(Nouakchott) L’ex-président mauritanien Mohamed Ould Abdel Aziz, tombé en disgrâce, a été entendu mercredi par le procureur, à la suite d’une kyrielle de hauts personnages cités dans vaste enquête sur des faits de corruption présumés commis sous ses mandats, selon une source judiciaire.

M. Aziz « est arrivé au palais de justice dans un car de police sous haute escorte et a été introduit chez le procureur Ahmedou Ould Abdallahi », a indiqué cette source ayant requis l’anonymat en raison de la confidentialité des investigations et de la sensibilité de l’affaire.

Aucune information n’a été communiquée publiquement sur les suites que pourrait avoir cette audition et sur une éventuelle inculpation.

« Il s’agit de traîner tout un système et ses hommes devant la police et de souiller leur honneur », s’est ému dans un communiqué le collectif d’avocats qui défend l’ancien président, assurant que celui-ci était « protegé » par la Constitution.  

M. Aziz fait partie de dizaines de personnalités de l’État ou des affaires convoquées depuis mardi par la police à Nouakchott pour être présentées à tour de rôle au procureur.

Mardi, ils ont été une trentaine à attendre leur tour, a rapporté un responsable policier.

Parmi eux figuraient deux anciens premiers ministres, onze anciens ministres, plusieurs directeurs d’établissements publics et des hommes d’affaires, a-t-il dit.

Des dizaines, « voire des centaines » de personnes sont concernées par le dossier, a dit un responsable policier sans préciser si toutes seraient convoquées.

Une dizaine d’entre elles ont déjà été entendues par le parquet mardi soir et remises à la police en attendant la décision du procureur qui « doit auditionner tout ce beau monde avant de se prononcer sur leur cas, de façon individuelle », a indiqué un responsable judiciaire.

La décision du procureur est attendue rapidement après la fin des auditions dans les prochains jours.
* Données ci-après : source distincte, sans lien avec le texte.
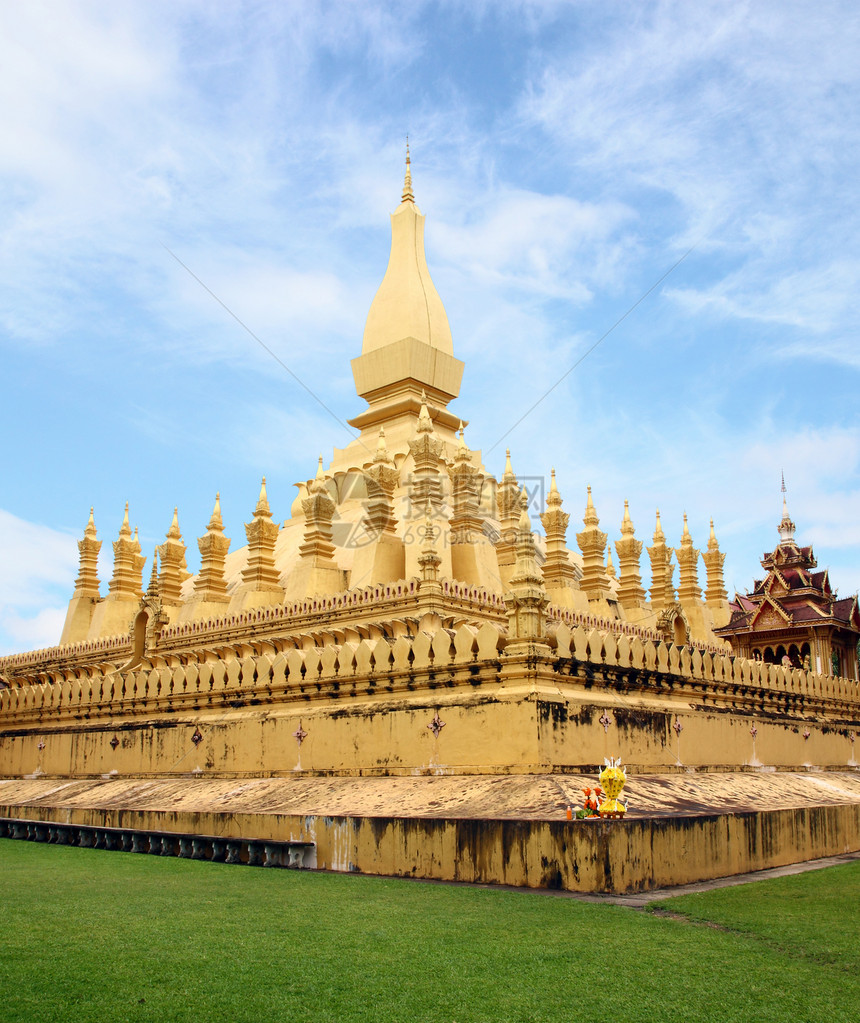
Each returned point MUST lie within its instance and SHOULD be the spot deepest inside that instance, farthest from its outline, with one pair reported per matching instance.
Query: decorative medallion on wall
(436, 725)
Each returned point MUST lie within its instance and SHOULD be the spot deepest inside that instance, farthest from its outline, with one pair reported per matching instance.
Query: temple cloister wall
(412, 696)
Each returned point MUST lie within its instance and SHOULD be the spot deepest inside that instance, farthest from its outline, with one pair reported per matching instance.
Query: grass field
(87, 934)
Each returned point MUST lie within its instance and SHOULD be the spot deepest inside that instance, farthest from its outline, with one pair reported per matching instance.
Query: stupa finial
(408, 195)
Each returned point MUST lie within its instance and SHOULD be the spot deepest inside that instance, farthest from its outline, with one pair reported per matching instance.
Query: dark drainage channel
(252, 852)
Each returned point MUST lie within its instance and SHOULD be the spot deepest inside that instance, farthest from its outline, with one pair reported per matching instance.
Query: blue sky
(566, 154)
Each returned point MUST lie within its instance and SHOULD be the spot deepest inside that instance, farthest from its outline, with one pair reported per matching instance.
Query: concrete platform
(681, 829)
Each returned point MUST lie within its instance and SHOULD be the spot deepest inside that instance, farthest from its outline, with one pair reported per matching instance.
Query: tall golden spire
(407, 304)
(174, 567)
(408, 195)
(87, 582)
(630, 591)
(211, 583)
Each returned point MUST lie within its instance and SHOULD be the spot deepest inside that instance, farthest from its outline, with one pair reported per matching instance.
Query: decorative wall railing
(468, 656)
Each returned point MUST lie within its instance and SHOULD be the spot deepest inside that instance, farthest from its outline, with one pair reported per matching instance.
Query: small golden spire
(627, 522)
(216, 523)
(712, 539)
(152, 588)
(525, 518)
(408, 195)
(590, 518)
(263, 501)
(125, 529)
(553, 500)
(173, 533)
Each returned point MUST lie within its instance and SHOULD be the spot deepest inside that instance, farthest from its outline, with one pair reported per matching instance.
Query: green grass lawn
(87, 934)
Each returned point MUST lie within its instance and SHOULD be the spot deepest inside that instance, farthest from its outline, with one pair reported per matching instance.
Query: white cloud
(38, 566)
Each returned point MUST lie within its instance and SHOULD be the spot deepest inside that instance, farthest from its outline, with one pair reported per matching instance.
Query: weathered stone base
(757, 821)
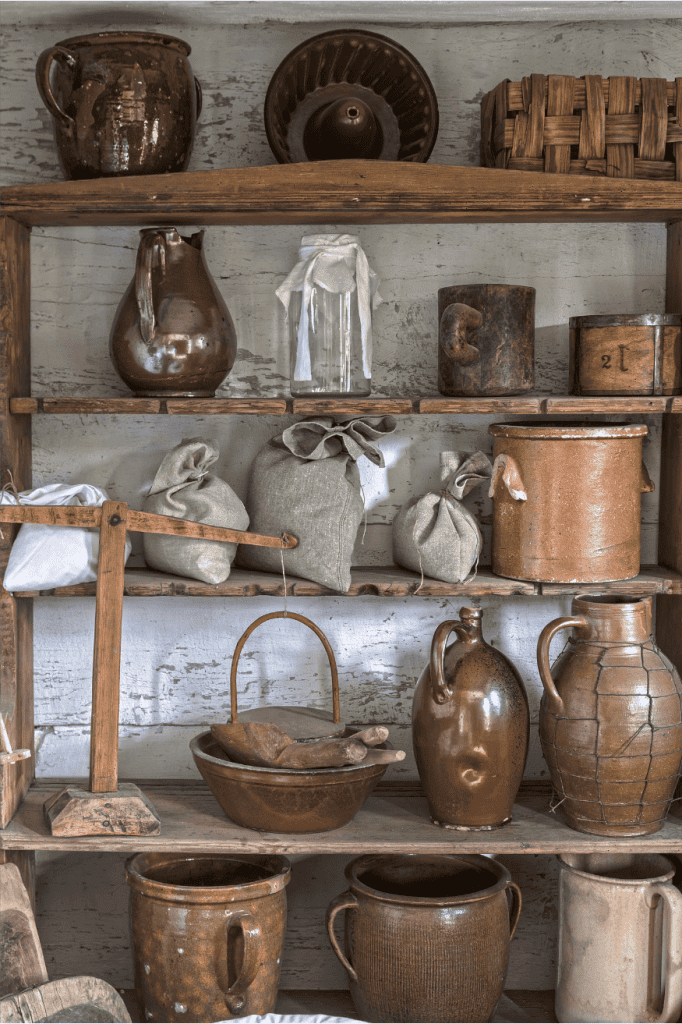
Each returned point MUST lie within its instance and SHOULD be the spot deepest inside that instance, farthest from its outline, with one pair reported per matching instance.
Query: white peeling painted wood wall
(176, 652)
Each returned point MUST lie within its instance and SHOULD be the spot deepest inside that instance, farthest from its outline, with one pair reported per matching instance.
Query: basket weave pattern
(621, 127)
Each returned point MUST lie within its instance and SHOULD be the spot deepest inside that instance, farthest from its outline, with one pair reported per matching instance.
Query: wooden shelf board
(379, 406)
(192, 819)
(344, 192)
(381, 582)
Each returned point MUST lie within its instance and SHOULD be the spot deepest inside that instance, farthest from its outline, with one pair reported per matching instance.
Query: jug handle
(440, 691)
(673, 996)
(236, 994)
(507, 468)
(457, 317)
(556, 704)
(143, 294)
(43, 81)
(515, 908)
(346, 901)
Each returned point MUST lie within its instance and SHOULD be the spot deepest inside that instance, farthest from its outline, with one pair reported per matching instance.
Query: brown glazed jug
(207, 933)
(610, 721)
(172, 335)
(426, 937)
(123, 102)
(470, 728)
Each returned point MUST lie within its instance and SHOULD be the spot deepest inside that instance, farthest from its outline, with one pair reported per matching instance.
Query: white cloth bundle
(337, 263)
(44, 557)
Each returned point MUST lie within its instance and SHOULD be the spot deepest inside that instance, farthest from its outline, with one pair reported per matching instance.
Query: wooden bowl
(284, 800)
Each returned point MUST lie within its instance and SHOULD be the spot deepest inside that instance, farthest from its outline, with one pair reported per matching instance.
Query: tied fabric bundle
(337, 263)
(434, 534)
(184, 488)
(305, 481)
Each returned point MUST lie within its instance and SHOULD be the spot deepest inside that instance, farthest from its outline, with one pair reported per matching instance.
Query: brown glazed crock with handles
(486, 336)
(207, 932)
(426, 936)
(470, 726)
(610, 717)
(123, 102)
La justice est saisie depuis août 2020 du rapport d’une commission d’enquête parlementaire chargée de faire la lumière sur des faits présumés de corruption et de détournement de fonds publics pendant les plus de dix années de pouvoir de M. Ould Abdel Aziz (2008-2019).

La commission s’est penchée sur plusieurs aspects : gestion des revenus pétroliers, vente de domaines de l’État, liquidation d’une société publique assurant l’approvisionnement du pays en denrées alimentaires ou activités d’une société chinoise de pêche.

Arrivé au pouvoir par un coup d’État militaire, M. Ould Abdel Aziz a été élu en 2009 et réélu en 2014 président de ce pays pauvre d’Afrique de l’Ouest de 4,5 millions d’habitants. Son ancien chef de cabinet et ministre, Mohamed Ould Cheikh El Ghazouani, son dauphin, lui a succédé en 2019.

Sous la présidence de M. Ghazouani pourtant, l’ex-président a perdu en décembre 2019 la direction de l’Union pour la République (UPR), parti qu’il a fondé. En août 2020, il a été interrogé plusieurs jours par les policiers et est ressorti privé de son passeport.

Un juge doit se prononcer le 18 mars sur un recours de M. Ould Abdel Aziz contre l’interdiction qui lui a été signifiée de sortir de Nouakchott.

Il crie au « règlement de comptes ». Son successeur a constamment invoqué l’indépendance de la justice.

M. Ould Abdel Aziz a pour le moment gardé le silence lors des interrogatoires.

Il « s’attache toujours à l’immunité que lui accorde la Constitution en tant qu’ancien président » et il « continuera de refuser de répondre aux questions ou de signer quoi que ce soit », a dit à l’AFP l’un de ses avocats, Me Mohameden Ould Icheddou.